Trying to do it with a UNet I define below, I receive the error: NOT IMPLEMENTED: Order of dimensions of input cannot be interpreted
The issue must be in the way I define inputs: layers.Input(shape=(*img_size, in_channels), name="input")
, but I see lots of similar cases that work. Can it be that the skip-connection architecture impacts tflite conversion, causing the issue?
My model is:
Model: "model"
__________________________________________________________________________________________________
Layer (type) Output Shape Param # Connected to
==================================================================================================
input_1 (InputLayer) [(None, 28, 28, 1)] 0 []
conv2d (Conv2D) (None, 14, 14, 16) 32 ['input_1[0][0]']
batch_normalization (BatchNorm (None, 14, 14, 16) 64 ['conv2d[0][0]']
alization)
activation (Activation) (None, 14, 14, 16) 0 ['batch_normalization[0][0]']
activation_1 (Activation) (None, 14, 14, 16) 0 ['activation[0][0]']
separable_conv2d (SeparableCon (None, 14, 14, 32) 688 ['activation_1[0][0]']
v2D)
batch_normalization_1 (BatchNo (None, 14, 14, 32) 128 ['separable_conv2d[0][0]']
rmalization)
activation_2 (Activation) (None, 14, 14, 32) 0 ['batch_normalization_1[0][0]']

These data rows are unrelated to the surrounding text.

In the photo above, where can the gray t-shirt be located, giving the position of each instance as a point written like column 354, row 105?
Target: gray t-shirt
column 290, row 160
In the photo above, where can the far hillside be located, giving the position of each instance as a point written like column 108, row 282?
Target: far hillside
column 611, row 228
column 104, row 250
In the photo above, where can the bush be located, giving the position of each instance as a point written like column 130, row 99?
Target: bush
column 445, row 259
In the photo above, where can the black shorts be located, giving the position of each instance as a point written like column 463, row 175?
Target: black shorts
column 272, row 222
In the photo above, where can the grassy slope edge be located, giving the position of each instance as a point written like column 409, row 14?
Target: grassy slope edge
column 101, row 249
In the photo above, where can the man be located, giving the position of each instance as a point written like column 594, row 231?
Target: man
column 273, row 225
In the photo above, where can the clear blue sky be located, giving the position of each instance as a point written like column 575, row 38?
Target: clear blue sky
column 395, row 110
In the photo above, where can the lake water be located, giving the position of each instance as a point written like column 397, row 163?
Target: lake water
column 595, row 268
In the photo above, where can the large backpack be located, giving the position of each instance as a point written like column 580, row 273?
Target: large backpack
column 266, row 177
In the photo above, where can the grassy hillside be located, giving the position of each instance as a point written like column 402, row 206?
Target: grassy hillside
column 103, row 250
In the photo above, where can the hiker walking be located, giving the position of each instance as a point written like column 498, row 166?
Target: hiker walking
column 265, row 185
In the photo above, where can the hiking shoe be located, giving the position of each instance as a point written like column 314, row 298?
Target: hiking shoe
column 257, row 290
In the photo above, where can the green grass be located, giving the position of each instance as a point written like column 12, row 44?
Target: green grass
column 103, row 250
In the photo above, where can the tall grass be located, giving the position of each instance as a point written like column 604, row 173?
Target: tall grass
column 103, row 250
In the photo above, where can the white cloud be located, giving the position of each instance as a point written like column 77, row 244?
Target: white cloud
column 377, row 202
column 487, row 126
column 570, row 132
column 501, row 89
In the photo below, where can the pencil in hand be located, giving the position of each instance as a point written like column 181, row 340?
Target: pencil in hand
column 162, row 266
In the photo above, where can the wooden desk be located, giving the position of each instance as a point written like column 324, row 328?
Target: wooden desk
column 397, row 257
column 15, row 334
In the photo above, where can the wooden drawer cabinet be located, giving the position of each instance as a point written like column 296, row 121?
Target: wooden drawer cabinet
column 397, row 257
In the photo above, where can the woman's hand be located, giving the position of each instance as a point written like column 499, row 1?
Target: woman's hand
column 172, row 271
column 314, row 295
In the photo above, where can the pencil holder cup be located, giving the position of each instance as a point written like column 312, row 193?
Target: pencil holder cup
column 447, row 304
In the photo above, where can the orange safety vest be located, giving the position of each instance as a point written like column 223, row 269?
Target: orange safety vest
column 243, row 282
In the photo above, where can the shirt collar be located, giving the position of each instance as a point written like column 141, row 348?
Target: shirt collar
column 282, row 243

separable_conv2d_1 (SeparableC (None, 14, 14, 32) 1344 ['activation_2[0][0]']
onv2D)
batch_normalization_2 (BatchNo (None, 14, 14, 32) 128 ['separable_conv2d_1[0][0]']
rmalization)
max_pooling2d (MaxPooling2D) (None, 7, 7, 32) 0 ['batch_normalization_2[0][0]']
conv2d_1 (Conv2D) (None, 7, 7, 32) 544 ['activation[0][0]']
add (Add) (None, 7, 7, 32) 0 ['max_pooling2d[0][0]',
'conv2d_1[0][0]']
activation_3 (Activation) (None, 7, 7, 32) 0 ['add[0][0]']
conv2d_transpose (Conv2DTransp (None, 7, 7, 32) 9248 ['activation_3[0][0]']
ose)
batch_normalization_3 (BatchNo (None, 7, 7, 32) 128 ['conv2d_transpose[0][0]']
rmalization)
activation_4 (Activation) (None, 7, 7, 32) 0 ['batch_normalization_3[0][0]']
conv2d_transpose_1 (Conv2DTran (None, 7, 7, 32) 9248 ['activation_4[0][0]']
spose)
batch_normalization_4 (BatchNo (None, 7, 7, 32) 128 ['conv2d_transpose_1[0][0]']
rmalization)
up_sampling2d_1 (UpSampling2D) (None, 14, 14, 32) 0 ['add[0][0]']
up_sampling2d (UpSampling2D) (None, 14, 14, 32) 0 ['batch_normalization_4[0][0]']
conv2d_2 (Conv2D) (None, 14, 14, 32) 1056 ['up_sampling2d_1[0][0]']
add_1 (Add) (None, 14, 14, 32) 0 ['up_sampling2d[0][0]',
'conv2d_2[0][0]']
activation_5 (Activation) (None, 14, 14, 32) 0 ['add_1[0][0]']
conv2d_transpose_2 (Conv2DTran (None, 14, 14, 16) 4624 ['activation_5[0][0]']
spose)
batch_normalization_5 (BatchNo (None, 14, 14, 16) 64 ['conv2d_transpose_2[0][0]']
rmalization)
activation_6 (Activation) (None, 14, 14, 16) 0 ['batch_normalization_5[0][0]']
conv2d_transpose_3 (Conv2DTran (None, 14, 14, 16) 2320 ['activation_6[0][0]']
spose)
batch_normalization_6 (BatchNo (None, 14, 14, 16) 64 ['conv2d_transpose_3[0][0]']
rmalization)
up_sampling2d_3 (UpSampling2D) (None, 28, 28, 32) 0 ['add_1[0][0]']
up_sampling2d_2 (UpSampling2D) (None, 28, 28, 16) 0 ['batch_normalization_6[0][0]']
conv2d_3 (Conv2D) (None, 28, 28, 16) 528 ['up_sampling2d_3[0][0]']
add_2 (Add) (None, 28, 28, 16) 0 ['up_sampling2d_2[0][0]',
'conv2d_3[0][0]']
conv2d_4 (Conv2D) (None, 28, 28, 1) 17 ['add_2[0][0]']
==================================================================================================
Total params: 30,353
Trainable params: 30,001
Non-trainable params: 352
__________________________________________________________________________________________________
Hello,
Actually this should not happen...
Could you share the model with us (.h5, .tflite or .onnx), please?
Thanks
Closing the issue, as we did not manage to reproduce the issue on our side and did not get any additional information from the reporter.